I just returned from an excellent Christmas dinner for international faculty, hosted by the Principal (i.e., Chancellor) of  my University. The food and venue (three doors down from where R.L. Stevenson grew up and came up with the idea of Treasure Island) were great, but what I enjoyed most was meeting people from different academic backgrounds. Among others, I had an interesting conversation with a physician who specializes in skin pathology. He mentioned that the human (or, for that matter, animal) skin is not just a very high-dimensional sensor but also a very dynamic one – reacting and regenerating at a variety of time scales ranging from microseconds to days. Moreover, it is equipped to sense everything from temperature to air/fluid flow and texture.
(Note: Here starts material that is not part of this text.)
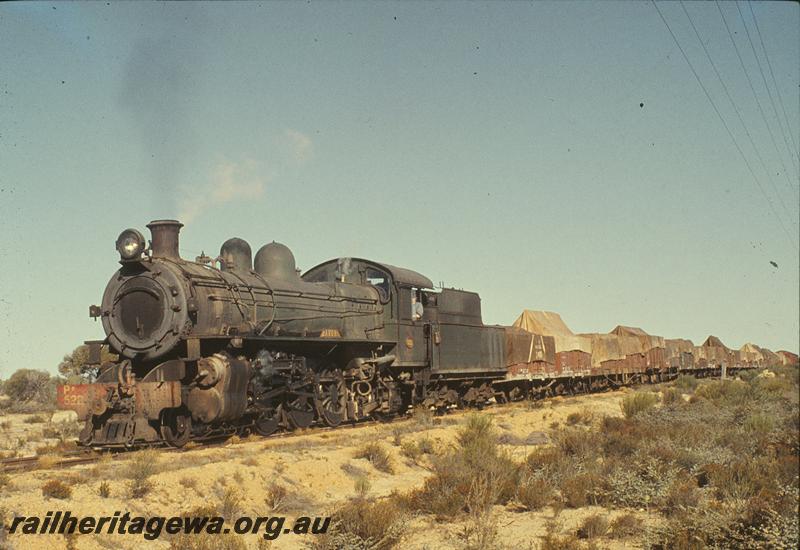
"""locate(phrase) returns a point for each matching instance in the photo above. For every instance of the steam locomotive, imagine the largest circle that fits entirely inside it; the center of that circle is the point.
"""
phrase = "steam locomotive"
(236, 344)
This got me thinking about what would happen if a robot had access to this level of sensing – would the result be a qualitatively significant leap in skill?

To take one particular aspect of what might be different – the standard procedure for making use of a mix of high-dimensional sensors is to first process the data and generate a set of low-dimensional variables that are then fused using various probabilistic methods. For instance, if one has a camera and a microphone, one might distill the information (using low-level routines ranging from simple things like edges and blobs to more complex object finding methods) down to “visual location”, “auditory location”, etc. followed by some form of (Bayesian?) sensor fusion that is tractable in reasonably low dimensions. Now, if these modalities were not separate modules but instead inter-mixed in one and the same sensor – with tight field-like correlations across a large number of units, then should the problem still be solved in the same way? To my knowledge, standard sensor fusion methods might have difficulty performing in anything close to real time under this setting. Nonetheless, what would we get with this sort of truly high-dimensional multi-modal sensing?

I have heard a lot about the “general” answer to this question, e.g., a famous Science paper by Anderson from the 70s entitled More is Better. I believe that. However, I am curious about what specifically is gained – is there any cognitively useful thing that can be gleaned from this form of sensing that can’t be obtained with less?